7. Gearwheel set according to claim 6, wherein a major axis (A2) of the other recess (11.1-11.3) runs at an angle (w1) with respect to a radius (R) of the gearwheel (10).

8. Gearwheel set according to claim 7, wherein two sidewalls (12.1, 12.2) of the other recess (11.1-11.3) which normally form the secondary vertices, run at least partially in parallel and run at the angle (w1) with respect to the radius (R).

9. Gearwheel set according to claim 4, wherein the actuator (1) has a length (l) which is smaller than a length (l1, l2) of the recesses (8.1-8.3; 11.1-11.3).

10. Gearwheel set according to claim 9, wherein the actuator (1) has a base (2) and a sliding block (3).

11. Gearwheel set according to claim 10, wherein the base (2) has a circumference which corresponds approximately to the circumference of the first elliptical recess (8.1-8.3), but with a shorter length (l) of the radial major axis (A).

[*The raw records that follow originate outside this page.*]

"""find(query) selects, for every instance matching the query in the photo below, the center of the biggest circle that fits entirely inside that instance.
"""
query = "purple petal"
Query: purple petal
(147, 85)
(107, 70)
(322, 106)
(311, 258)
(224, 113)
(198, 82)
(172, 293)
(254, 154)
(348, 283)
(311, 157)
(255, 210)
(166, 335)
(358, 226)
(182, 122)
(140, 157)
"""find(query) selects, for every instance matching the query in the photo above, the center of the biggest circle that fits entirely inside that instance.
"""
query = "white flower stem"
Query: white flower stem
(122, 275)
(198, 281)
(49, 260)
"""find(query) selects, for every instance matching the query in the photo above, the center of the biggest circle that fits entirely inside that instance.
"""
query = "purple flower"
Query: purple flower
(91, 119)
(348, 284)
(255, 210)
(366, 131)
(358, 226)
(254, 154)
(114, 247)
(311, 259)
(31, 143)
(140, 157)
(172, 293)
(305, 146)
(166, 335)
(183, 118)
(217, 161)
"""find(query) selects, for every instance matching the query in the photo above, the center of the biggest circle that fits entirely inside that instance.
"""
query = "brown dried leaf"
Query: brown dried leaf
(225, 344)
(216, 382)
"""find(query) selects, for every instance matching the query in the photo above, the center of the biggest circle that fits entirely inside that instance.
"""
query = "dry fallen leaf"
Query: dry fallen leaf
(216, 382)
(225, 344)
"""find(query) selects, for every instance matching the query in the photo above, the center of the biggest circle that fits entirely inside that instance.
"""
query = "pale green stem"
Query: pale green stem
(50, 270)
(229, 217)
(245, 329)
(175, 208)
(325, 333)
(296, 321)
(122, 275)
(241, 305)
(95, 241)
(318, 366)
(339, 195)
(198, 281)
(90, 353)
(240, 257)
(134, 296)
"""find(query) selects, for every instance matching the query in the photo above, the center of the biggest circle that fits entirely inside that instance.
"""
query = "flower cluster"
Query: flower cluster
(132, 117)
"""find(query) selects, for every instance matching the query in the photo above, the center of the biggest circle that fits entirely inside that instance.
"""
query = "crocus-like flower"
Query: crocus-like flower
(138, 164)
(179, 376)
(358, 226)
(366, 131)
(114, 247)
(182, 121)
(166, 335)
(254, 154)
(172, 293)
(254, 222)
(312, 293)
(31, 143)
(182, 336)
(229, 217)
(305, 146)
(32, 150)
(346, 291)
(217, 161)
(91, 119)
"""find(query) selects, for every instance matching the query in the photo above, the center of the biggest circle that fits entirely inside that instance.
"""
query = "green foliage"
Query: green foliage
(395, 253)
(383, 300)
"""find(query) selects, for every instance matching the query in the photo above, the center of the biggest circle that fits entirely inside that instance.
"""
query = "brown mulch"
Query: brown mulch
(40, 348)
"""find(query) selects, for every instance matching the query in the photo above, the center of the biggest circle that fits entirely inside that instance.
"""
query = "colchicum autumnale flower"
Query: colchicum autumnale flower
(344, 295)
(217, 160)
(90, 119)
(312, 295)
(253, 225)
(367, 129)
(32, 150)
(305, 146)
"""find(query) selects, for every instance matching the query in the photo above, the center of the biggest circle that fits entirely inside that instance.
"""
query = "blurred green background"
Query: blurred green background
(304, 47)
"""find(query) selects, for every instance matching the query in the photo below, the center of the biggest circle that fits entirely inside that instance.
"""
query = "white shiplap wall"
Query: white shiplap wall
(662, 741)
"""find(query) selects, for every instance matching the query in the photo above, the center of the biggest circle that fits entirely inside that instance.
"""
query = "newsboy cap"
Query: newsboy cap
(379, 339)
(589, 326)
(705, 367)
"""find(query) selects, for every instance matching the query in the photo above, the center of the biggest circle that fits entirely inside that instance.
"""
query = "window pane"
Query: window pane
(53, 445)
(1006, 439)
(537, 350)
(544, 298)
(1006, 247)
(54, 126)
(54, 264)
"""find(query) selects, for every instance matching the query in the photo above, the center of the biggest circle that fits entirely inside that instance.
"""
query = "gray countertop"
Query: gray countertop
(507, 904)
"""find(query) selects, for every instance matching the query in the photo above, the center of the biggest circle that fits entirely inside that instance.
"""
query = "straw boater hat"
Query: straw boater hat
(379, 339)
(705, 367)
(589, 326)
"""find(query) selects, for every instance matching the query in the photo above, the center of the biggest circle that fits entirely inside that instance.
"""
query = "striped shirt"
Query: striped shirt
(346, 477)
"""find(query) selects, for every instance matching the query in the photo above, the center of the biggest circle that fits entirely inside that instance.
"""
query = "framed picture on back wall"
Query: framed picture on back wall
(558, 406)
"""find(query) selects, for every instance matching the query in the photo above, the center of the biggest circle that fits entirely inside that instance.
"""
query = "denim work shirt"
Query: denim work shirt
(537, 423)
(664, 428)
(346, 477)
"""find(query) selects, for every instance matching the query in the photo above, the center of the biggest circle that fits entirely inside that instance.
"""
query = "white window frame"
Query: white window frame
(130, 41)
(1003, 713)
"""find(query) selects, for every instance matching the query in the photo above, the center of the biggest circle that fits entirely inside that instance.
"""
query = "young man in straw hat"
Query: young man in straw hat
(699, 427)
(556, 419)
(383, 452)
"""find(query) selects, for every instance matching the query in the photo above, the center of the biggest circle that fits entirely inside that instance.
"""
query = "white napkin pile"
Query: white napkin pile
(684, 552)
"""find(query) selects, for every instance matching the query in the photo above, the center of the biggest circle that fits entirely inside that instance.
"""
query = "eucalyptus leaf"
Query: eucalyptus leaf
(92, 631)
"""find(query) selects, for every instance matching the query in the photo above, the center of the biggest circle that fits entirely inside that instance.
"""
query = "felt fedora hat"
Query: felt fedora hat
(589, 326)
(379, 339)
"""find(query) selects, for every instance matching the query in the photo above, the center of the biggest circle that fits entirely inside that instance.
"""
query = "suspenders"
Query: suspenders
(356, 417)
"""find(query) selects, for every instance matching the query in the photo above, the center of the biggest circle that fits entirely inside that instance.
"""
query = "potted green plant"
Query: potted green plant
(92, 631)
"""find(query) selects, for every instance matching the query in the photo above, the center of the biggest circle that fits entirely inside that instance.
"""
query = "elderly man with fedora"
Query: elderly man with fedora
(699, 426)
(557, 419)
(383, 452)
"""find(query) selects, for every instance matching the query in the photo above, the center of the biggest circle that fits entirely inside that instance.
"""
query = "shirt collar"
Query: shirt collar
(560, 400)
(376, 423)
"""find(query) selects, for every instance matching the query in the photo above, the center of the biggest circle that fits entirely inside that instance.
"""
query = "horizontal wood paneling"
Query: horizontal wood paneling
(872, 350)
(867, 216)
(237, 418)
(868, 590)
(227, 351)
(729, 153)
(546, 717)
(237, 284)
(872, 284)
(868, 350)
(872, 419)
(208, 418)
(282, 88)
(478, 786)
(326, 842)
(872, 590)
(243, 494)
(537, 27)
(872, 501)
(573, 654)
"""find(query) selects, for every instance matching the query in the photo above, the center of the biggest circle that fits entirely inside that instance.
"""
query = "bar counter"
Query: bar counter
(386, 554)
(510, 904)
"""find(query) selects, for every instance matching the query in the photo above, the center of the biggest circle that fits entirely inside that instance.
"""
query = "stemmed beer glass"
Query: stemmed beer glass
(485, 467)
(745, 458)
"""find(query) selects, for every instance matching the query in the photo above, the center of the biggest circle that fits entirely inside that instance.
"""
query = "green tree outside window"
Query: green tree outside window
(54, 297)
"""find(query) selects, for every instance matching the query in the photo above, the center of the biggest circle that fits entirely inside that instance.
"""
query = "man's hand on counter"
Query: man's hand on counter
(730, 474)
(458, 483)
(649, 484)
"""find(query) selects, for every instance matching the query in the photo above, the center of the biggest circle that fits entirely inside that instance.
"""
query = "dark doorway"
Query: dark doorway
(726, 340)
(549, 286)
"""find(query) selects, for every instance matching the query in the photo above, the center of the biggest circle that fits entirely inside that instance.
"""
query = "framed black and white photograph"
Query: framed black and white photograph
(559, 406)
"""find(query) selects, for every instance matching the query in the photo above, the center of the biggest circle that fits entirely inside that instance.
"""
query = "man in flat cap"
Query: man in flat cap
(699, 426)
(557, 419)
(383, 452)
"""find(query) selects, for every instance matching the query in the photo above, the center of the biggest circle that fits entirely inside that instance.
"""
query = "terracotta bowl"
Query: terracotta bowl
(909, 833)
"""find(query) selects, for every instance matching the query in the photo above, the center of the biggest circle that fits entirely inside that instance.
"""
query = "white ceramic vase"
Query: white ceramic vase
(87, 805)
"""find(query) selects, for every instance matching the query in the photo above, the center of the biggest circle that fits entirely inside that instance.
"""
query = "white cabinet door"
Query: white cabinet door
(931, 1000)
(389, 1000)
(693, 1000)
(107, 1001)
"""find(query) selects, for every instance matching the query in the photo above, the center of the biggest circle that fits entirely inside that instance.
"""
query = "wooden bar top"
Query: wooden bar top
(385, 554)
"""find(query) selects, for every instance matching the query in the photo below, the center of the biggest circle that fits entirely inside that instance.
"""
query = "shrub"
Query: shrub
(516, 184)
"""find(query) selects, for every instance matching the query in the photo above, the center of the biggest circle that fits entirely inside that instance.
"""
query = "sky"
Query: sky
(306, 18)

12. Gearwheel set according to claim 10, wherein the sliding block (3) has a sliding surface (5) which is set at an angle (w) with respect to the radius (R) and which co-operates with one of the sidewalls (12.1) of the other recess (11.1-11.3).

13. Gearwheel set according to claim 10, wherein the base (2) and sliding block (3) are produced in one piece.

14. Gearwheel set according to claim 1, wherein the actuator (1) is supported in a recess (8.1-8.3; 11.1-11.3) via at least one force accumulator.

15. Gearwheel set according to claim 14, wherein the force accumulator acts on the actuator (1) counter to the centrifugal force.